The discovery of a brain protein that helps decide whether the body should store or burn fat could lead to medications that help maintain weight loss, according to research led by Monash University in Australia.
To the chagrin of hard-working dieters worldwide, losing excess weight has the contradictory effect of inducing long-term changes to the body's biochemistry that make maintaining a newfound healthy size extremely difficult. Appetite-managing hormones that are acclimated to years of overeating are known to cue feelings of hunger even in instances where enough daily fuel has been consumed, while energy-managing hormones will order the body to immediately convert any extra food into new fat deposits.
Though this may sound like cruel metabolic self-sabotage, the body is really just trying to protect itself from a perceived threat of starvation. And even a willpower of steel is little defense against the hardwired survival process.
“Obesity is not a lifestyle disease. That’s the absolute opposite of what it is," said study author Zane Andrews to the Sydney Morning Herald. “Throughout evolution we have naturally selected people who are better at becoming fat. Our genes have evolved to make us fatter.”

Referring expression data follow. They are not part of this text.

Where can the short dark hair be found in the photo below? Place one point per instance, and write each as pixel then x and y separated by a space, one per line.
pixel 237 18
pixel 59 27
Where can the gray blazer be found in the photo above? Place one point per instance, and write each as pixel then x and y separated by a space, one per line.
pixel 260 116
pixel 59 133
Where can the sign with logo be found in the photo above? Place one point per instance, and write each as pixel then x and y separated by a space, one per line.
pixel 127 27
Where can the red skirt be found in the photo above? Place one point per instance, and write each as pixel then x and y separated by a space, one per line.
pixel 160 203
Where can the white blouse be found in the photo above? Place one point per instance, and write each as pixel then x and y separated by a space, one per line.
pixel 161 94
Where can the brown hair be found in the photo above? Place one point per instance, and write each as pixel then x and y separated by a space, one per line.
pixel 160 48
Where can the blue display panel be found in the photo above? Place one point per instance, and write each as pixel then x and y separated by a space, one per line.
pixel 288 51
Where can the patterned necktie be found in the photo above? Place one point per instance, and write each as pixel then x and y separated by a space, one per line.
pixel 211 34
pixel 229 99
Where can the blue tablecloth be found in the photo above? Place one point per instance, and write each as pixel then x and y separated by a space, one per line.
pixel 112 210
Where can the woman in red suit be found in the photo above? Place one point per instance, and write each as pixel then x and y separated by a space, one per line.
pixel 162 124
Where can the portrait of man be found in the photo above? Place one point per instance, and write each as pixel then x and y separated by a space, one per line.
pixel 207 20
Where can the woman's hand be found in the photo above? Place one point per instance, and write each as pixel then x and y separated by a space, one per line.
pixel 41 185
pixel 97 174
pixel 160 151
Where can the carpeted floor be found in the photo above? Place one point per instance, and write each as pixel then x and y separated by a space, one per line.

The exact interplay between the brain, the pancreas (where insulin and its counterpart glucagon are produced), and the digestive tract has yet to be described. However, it is known that specialized cells called AgRP neurons monitor levels of glucose and other fuel sources throughout the tissues and subsequently make decisions about what the body should do next.
The Australian study, published in Cell Reports, deepens our understanding with the finding that an enzyme called carnitine acetyltransferase (Crat) helps AgRP neurons in mice manage the transition from a period of dieting to normal food consumption levels.
Mice who were genetically engineered to lack the gene for Crat showed higher-than-normal rates of converting stored forms of fuel molecules into ready-for-consumption glucose during a phase of food restriction. The mice also displayed increased fatty acid metabolism in the liver.
After the mice were allowed to feed freely again, mice without Crat continued to burn fat, whereas normal mice quickly began to only metabolize the incoming glucose from their food.
“Our current studies suggest that Crat affects AgRP neuronal function predominantly during fasting and the transition to refeeding,” the authors write. “Beyond calorie intake, it is becoming clear that the inappropriate handling of nutrient 'fate' is largely responsible for metabolic disease, and this study shows that Crat in AgRP neurons has an unappreciated role in this process.”
Of course, future investigations will need to prove that the same pathway occurs in humans, something that is not as definite as some headline-grabbing research would lead you to believe. But if a similar process does occur in human AgRP cells, the team is optimistic about potential applications.
"Manipulating this protein offers the opportunity to trick the brain and not replace the lost weight through increased appetite and storage of fat," Andrews said in a statement.